And we welcome you back to Democracy Now! Kathleen Cleaver, your assessment of where we are today and what you say to your law students, to other people at gatherings—you were in the Black Panther Party; now you’re a law professor—what road people should take?
KATHLEEN CLEAVER: What I would like to say about where we are today is we have gone consistently backwards. It’s distressing and also somewhat perplexing that during the era of the Vietnam War, the conditions of most black families were a little better than they are now. We’ve declined educationally. We’ve declined economically. And it almost seems that the ways in which—we were in a movement that viscerally challenged, vigorously challenged racism, imperialism, capitalism, sexism. We were against all of it. But it just seems that he level of racial antagonism—well, it rises and falls, but that it is in a retaliation mode, and that there is no real focused struggle right this second against issues of racial discrimination, racial hatred and racial violence.
AMY GOODMAN: I want to go to another clip from Black Power Mixtape. Here, renowned Harlem bookseller and civil rights activist Lewis Michaux talks about why knowledge is power. But first we hear from hip-hop artist Talib Kweli.
TALIB KWELI: Everything about who I am comes from growing up in Brooklyn and comes from my parents. They laid the foundation.
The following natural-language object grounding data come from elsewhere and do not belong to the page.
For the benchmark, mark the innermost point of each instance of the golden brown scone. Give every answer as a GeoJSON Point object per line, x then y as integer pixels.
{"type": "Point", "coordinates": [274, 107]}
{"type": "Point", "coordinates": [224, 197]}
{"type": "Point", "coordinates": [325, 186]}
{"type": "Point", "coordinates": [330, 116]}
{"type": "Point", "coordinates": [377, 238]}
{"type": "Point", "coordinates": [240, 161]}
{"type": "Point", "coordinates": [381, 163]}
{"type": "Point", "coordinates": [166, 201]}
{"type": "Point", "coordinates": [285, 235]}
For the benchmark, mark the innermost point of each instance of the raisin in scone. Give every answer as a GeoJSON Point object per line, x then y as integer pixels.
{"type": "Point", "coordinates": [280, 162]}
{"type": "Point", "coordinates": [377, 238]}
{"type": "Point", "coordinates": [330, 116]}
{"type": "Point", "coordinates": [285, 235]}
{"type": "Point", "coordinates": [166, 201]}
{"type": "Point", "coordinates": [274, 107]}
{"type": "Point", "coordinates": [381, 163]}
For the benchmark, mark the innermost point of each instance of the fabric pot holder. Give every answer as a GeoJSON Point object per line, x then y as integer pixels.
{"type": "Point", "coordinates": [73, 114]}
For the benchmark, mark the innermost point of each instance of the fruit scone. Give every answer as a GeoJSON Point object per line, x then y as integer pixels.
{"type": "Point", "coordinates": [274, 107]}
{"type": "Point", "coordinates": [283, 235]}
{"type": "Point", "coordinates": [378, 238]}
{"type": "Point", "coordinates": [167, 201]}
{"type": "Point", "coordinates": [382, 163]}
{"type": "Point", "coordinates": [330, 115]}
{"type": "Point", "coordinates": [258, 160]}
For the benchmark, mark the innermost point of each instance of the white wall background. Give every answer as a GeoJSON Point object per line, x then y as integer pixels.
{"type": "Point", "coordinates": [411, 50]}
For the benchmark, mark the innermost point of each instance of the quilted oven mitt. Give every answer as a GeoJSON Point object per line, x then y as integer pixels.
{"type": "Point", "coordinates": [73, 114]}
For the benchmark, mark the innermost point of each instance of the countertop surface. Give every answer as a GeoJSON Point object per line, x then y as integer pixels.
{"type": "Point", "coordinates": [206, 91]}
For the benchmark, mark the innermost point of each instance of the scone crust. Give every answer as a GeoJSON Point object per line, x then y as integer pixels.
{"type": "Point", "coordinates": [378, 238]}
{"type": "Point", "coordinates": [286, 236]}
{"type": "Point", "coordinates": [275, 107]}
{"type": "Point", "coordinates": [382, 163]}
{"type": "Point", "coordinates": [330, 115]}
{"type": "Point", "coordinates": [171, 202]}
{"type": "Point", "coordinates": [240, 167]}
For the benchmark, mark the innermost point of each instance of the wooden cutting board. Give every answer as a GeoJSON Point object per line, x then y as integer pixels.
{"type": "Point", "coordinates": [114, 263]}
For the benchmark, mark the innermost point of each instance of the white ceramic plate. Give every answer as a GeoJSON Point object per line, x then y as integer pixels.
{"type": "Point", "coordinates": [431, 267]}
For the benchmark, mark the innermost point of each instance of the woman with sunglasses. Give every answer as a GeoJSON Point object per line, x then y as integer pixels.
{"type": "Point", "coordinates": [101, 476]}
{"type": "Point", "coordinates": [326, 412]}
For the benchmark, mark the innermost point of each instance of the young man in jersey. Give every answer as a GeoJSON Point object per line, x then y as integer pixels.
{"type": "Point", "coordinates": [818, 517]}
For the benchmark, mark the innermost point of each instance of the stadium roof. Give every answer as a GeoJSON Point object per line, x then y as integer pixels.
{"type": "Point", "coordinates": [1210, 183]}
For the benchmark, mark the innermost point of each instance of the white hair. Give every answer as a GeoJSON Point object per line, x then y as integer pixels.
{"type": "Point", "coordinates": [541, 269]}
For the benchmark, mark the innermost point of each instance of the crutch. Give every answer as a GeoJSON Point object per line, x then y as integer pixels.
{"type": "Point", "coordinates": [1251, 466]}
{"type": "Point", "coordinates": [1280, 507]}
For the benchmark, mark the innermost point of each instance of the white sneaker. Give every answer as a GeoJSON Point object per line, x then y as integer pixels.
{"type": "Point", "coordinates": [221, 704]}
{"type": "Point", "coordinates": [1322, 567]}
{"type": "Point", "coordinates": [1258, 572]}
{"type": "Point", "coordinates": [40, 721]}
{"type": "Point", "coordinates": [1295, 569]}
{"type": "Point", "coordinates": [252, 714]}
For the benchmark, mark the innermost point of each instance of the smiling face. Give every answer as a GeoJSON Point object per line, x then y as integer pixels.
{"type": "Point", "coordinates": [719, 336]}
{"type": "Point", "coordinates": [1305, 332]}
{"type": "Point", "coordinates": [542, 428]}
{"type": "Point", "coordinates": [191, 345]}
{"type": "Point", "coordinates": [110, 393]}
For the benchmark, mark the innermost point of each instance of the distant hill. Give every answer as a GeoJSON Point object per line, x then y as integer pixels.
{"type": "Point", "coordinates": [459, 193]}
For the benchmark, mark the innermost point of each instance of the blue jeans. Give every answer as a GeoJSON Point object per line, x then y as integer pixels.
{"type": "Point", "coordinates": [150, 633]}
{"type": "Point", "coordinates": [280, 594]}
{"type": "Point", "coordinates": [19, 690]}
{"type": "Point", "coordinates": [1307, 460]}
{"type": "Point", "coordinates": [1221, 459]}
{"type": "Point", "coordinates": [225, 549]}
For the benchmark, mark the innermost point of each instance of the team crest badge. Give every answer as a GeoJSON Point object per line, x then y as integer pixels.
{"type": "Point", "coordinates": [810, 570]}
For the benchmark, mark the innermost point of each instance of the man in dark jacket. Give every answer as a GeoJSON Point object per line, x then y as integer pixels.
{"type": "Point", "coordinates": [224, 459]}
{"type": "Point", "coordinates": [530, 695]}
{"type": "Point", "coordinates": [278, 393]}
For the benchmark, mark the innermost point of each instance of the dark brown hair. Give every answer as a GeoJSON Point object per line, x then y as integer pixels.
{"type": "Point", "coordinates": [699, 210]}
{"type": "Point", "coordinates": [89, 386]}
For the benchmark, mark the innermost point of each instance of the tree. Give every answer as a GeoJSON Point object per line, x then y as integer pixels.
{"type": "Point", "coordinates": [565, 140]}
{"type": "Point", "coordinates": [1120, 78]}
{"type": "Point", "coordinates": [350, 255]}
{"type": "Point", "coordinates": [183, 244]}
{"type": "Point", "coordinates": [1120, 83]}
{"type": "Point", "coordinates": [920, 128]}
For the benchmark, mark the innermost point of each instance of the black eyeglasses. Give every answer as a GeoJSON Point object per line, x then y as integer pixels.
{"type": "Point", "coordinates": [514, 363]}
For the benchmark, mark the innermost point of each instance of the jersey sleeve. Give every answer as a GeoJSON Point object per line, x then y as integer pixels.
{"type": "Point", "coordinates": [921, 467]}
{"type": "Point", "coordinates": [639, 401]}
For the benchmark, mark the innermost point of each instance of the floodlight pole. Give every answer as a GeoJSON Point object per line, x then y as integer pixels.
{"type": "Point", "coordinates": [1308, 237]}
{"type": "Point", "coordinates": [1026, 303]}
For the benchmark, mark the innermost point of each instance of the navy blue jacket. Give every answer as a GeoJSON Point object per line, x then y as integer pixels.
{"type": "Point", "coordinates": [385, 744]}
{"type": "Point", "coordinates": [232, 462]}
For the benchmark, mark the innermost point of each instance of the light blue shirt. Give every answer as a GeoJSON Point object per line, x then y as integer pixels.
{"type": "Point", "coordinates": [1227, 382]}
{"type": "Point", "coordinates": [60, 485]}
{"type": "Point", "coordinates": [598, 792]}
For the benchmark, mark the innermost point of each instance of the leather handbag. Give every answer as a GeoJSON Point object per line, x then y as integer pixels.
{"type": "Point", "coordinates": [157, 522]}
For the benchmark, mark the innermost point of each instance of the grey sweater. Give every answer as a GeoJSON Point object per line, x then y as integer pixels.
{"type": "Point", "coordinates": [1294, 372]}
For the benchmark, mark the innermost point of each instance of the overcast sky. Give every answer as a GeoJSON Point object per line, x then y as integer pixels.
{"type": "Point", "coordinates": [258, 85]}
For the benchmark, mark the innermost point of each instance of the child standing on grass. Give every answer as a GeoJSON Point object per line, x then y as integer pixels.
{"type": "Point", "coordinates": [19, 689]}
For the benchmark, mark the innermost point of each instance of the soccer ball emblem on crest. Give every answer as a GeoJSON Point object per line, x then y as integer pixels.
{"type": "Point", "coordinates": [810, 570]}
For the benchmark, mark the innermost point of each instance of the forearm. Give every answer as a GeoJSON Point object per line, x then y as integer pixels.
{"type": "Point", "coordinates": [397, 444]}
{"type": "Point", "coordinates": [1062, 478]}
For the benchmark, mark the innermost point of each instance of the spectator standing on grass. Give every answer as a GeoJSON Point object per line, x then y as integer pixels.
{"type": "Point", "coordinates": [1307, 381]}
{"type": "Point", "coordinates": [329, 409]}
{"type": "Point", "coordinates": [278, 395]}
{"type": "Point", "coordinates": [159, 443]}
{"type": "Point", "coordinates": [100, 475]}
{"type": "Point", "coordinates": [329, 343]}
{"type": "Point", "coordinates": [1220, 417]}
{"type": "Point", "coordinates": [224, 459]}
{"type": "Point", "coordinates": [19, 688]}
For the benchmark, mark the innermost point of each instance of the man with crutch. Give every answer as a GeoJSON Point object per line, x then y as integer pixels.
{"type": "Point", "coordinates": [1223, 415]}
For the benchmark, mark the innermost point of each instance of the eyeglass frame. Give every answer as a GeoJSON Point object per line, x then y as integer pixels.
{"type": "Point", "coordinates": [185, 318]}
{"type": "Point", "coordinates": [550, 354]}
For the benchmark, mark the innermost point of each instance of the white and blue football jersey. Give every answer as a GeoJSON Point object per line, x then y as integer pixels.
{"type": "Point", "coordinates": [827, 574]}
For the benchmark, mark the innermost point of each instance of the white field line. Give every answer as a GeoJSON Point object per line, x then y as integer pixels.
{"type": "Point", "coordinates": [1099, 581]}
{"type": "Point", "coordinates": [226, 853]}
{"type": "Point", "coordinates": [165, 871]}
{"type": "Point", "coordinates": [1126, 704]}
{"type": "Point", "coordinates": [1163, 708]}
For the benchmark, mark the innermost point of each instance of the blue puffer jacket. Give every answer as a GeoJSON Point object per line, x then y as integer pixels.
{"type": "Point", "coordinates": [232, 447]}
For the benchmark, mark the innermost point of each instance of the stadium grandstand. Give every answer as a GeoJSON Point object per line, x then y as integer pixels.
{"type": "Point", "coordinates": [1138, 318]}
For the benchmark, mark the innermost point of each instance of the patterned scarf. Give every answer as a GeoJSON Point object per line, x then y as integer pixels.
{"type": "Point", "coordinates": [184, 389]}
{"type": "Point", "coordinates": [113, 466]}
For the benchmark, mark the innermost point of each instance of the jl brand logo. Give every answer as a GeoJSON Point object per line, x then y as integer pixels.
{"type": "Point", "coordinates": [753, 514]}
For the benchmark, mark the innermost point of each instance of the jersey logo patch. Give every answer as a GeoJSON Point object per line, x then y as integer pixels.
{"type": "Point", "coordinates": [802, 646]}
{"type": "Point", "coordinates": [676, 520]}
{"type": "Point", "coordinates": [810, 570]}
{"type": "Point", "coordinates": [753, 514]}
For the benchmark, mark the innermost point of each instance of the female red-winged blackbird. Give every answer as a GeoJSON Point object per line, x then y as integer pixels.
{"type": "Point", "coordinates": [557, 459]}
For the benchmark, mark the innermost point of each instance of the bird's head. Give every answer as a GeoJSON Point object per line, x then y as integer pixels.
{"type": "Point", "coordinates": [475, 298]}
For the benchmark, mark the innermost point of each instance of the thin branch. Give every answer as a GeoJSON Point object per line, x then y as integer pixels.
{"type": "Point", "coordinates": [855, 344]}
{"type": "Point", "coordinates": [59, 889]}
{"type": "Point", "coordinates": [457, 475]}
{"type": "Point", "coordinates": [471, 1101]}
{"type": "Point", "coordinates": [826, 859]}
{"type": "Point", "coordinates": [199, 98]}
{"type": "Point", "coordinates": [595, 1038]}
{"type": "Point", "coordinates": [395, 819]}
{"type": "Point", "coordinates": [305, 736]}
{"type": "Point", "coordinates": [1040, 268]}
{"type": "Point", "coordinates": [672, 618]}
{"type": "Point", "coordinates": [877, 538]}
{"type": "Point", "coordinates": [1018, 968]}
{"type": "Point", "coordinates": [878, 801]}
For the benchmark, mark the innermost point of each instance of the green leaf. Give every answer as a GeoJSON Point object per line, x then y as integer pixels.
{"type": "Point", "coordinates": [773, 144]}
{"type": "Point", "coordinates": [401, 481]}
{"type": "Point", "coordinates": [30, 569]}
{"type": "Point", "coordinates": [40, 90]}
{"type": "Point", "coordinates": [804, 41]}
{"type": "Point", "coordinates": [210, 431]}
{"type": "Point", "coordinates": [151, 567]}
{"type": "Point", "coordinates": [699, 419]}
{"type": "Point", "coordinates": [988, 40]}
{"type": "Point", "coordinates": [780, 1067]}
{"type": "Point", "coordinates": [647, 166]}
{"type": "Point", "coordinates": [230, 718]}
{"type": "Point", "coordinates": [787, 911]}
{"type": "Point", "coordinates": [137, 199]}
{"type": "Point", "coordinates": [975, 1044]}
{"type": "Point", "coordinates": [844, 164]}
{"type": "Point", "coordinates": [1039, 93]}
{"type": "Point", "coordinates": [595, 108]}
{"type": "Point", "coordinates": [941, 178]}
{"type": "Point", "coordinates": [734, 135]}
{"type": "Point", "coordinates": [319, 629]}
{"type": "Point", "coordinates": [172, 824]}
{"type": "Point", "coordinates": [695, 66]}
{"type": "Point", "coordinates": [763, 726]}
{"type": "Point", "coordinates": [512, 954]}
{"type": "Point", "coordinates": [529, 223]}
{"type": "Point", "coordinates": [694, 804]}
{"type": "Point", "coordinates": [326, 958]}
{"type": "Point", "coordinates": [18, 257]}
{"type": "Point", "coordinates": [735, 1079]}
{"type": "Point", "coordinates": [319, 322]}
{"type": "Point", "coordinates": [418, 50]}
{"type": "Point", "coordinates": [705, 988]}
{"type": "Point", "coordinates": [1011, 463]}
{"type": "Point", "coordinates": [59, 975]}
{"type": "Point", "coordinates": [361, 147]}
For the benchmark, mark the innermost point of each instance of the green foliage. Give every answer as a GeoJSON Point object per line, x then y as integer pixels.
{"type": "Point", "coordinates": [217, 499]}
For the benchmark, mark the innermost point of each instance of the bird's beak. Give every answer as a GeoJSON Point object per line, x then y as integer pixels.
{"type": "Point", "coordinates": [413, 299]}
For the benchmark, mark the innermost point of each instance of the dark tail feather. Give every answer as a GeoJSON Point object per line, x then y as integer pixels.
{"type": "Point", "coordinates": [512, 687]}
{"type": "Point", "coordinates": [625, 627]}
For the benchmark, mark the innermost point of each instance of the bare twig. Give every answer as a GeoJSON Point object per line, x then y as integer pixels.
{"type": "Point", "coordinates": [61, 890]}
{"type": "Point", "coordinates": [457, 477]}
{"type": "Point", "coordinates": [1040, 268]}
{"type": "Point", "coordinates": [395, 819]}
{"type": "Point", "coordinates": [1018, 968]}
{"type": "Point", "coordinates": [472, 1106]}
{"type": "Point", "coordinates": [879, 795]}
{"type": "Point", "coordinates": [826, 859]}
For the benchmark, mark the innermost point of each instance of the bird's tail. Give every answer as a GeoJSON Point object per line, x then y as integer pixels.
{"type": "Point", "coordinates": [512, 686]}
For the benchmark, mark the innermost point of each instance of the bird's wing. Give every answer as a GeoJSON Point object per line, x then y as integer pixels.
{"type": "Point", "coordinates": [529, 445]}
But a big part of why I’ve been able to touch the world through my music and express myself has to do with the years I spent in the black bookstore. I mean, this store looks, in Harlem, identical to Nkiru Books, that I worked at. The book titles, I know all those books. I read all those books. And it’s interesting that that stuff was still relevant to me when I was working there in the ’90s, as relevant as it was in the ’70s, because the issues are still the same.
LEWIS MICHAUX: Malcolm X was the smartest uneducated. You see, Malcolm X, they could find nobody with no degree, a Ph.D., could debate him on truth. And naturally, this country can’t stand truth. Now, I was lecturing the other day down in this same cellar, and a gang of little black boys came in, and they held up their fists, talking about black power. I said, “Look, son.” I let these children know. I said, “Black is beautiful, but black isn’t power. Knowledge is power, for you can be black as a crow, you can be white as snow, and if you don’t know and ain’t got no dough, you can’t go, and that’s fo’ sho’.”
AMY GOODMAN: Harlem bookseller Lewis Michaux, and before that was hip-hop artist Talib Kweli. Your response to that, Danny? And talk about the effect of Malcolm X on your life.
DANNY GLOVER: I mean, I—Malcolm’s—Malcolm was assassinated in 1965, and so the year after I graduated from high school. But his impact certainly was a cornerstone, I think, of the emergence of the black power movement. In fact—
AMY GOODMAN: Had you been hearing about him in high school?
DANNY GLOVER: I had heard about him in high school. In fact, after his assassination, I got into a real kind of—one of the many kind of—few, not many—few kind of, you know, misunderstandings with my parents, when I started going to the mosques in 1955—in 1965, excuse me, 1965. And I think an emerging—that was a part of this, for me, being a child of the civil rights movement, watching my parents come of age, and to come of age themselves during the civil rights movements in various ways, through their union, etc., etc. Now, when I began to see young people begin to articulate my own rebeliousness, including Malcolm, I think was the beginning of a new—of a kind of shift in my own thoughts at that particular point in time. And certainly, when he says knowledge, knowledge is important, I remember Panthers—we all read everything. We read everything from The Red Book. We read Julius Nyerere, African socialism. We read Nkrumah’s the question of the Congo. We read—we read, of course, Frantz Fanon, as well. And The Wretched of the Earth, the first thing, was almost like a Bible. We’d often have our study groups based around Wretched of the Earth.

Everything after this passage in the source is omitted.